Al otro lado de la línea fronteriza, Javier Milei grita a los cuatro vientos que él llegó al gobierno para destruir el Estado y predica por las redes sociales el odio a los políticos, usualmente con palabras soeces. La ministra de Relaciones Exteriores es la dueña de un banco, sin experiencia alguna en relaciones internacionales, que debe dedicar mucho tiempo a resolver los conflictos que su jefe crea con sus insultos, de los que no se ha librado ni el Papa. Por otra parte, Milei quitó al ministerio de Relaciones Exteriores la función de promoción de inversiones y comercio internacional, para ponerla bajo el mando de su todopoderosa hermana Karina, la secretaria general de la presidencia. En Chile, ese cometido está a cargo de Pro Chile, una dependencia de la Cancillería, cuyo director general, con casi dos décadas de experiencia en el área, fue elegido por concurso público. Además de tener un grado en política económica internacional de una universidad inglesa, este funcionario fue agregado comercial en Colombia y Gran Bretaña, e hizo una buena parte de su carrera en los departamentos del ministerio vinculados a las relaciones económicas con el mundo.

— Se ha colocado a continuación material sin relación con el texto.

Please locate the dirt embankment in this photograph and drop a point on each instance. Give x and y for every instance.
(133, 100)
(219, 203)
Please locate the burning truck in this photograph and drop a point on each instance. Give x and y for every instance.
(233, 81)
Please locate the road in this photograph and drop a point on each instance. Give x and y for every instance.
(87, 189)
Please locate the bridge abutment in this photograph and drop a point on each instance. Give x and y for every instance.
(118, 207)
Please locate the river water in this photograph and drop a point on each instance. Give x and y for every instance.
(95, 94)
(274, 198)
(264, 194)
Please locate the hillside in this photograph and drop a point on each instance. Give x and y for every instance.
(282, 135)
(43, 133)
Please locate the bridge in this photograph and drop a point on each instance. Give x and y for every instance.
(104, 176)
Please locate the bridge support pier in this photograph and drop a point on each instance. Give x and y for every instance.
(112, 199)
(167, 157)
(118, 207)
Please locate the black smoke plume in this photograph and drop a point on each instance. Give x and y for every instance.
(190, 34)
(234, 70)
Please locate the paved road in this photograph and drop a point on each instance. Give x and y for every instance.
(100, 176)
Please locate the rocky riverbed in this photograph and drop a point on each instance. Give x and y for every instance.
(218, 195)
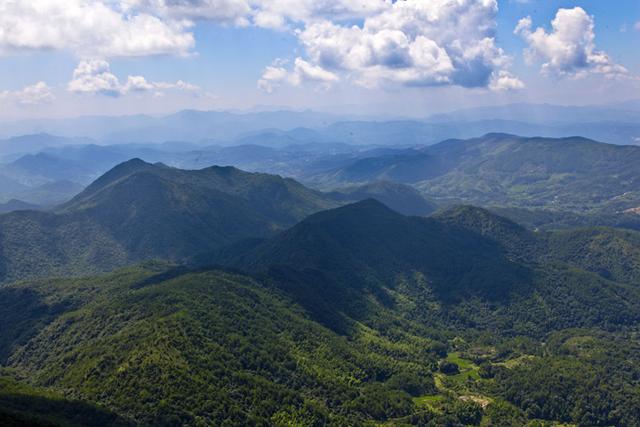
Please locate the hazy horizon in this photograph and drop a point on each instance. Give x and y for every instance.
(402, 59)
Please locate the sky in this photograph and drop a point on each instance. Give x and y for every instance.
(65, 58)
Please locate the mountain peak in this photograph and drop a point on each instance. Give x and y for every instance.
(117, 173)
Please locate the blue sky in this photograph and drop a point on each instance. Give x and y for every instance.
(414, 58)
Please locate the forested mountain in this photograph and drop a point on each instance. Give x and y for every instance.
(571, 174)
(141, 211)
(354, 315)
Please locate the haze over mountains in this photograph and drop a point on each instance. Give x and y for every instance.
(369, 285)
(306, 270)
(617, 124)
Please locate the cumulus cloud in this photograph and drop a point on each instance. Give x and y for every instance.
(37, 94)
(410, 43)
(95, 77)
(89, 28)
(276, 75)
(569, 48)
(110, 28)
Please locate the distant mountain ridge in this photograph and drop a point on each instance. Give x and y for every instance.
(139, 211)
(358, 307)
(572, 174)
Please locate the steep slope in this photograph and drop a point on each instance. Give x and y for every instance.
(401, 198)
(141, 211)
(16, 205)
(571, 174)
(203, 348)
(352, 316)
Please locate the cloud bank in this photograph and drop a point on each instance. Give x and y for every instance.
(406, 43)
(95, 77)
(37, 94)
(569, 48)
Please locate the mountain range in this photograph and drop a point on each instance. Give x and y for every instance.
(616, 124)
(349, 317)
(569, 174)
(140, 211)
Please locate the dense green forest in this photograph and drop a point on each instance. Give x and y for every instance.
(355, 316)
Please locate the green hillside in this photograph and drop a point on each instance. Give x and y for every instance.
(139, 211)
(355, 316)
(569, 174)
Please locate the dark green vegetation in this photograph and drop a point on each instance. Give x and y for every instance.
(402, 198)
(562, 175)
(140, 211)
(354, 316)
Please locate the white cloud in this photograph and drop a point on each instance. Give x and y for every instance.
(37, 94)
(569, 49)
(411, 43)
(276, 75)
(504, 81)
(95, 77)
(89, 28)
(225, 11)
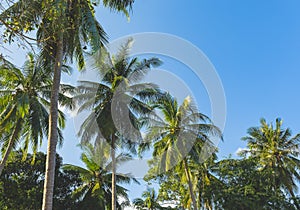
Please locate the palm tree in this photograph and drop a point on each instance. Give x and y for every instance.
(276, 152)
(117, 101)
(24, 96)
(64, 28)
(150, 201)
(181, 136)
(96, 190)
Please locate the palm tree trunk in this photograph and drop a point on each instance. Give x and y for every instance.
(53, 133)
(190, 184)
(10, 145)
(113, 178)
(295, 199)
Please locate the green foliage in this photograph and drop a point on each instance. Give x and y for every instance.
(24, 96)
(21, 184)
(95, 190)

En la opinión de Javier Milei, el primer mandatario chileno es un representante del “socialismo empobrecedor” y no ha habido ningún intento de la Casa Rosada para organizar un encuentro formal de los presidentes. Gabriel Boric, en cambio, vino a la asunción del mando de su colega argentino y le presentó sus saludos cortésmente. Pese a que en Chile existen bolsones importantes de pobreza, las proyecciones para este año indican que el número de pobres bajará al 5 o 6 por ciento de la población. Según el confiable Observatorio de la Deuda Social de la Universidad Católica Argentina (UCA), en el primer trimestre de 2024 la pobreza afectó al 55,5% de los habitantes de este país, unos 25 millones de personas. Tal número no es todo herencia del kirchnerismo, porque al producirse el cambio de mando el índice rondaba el 40%.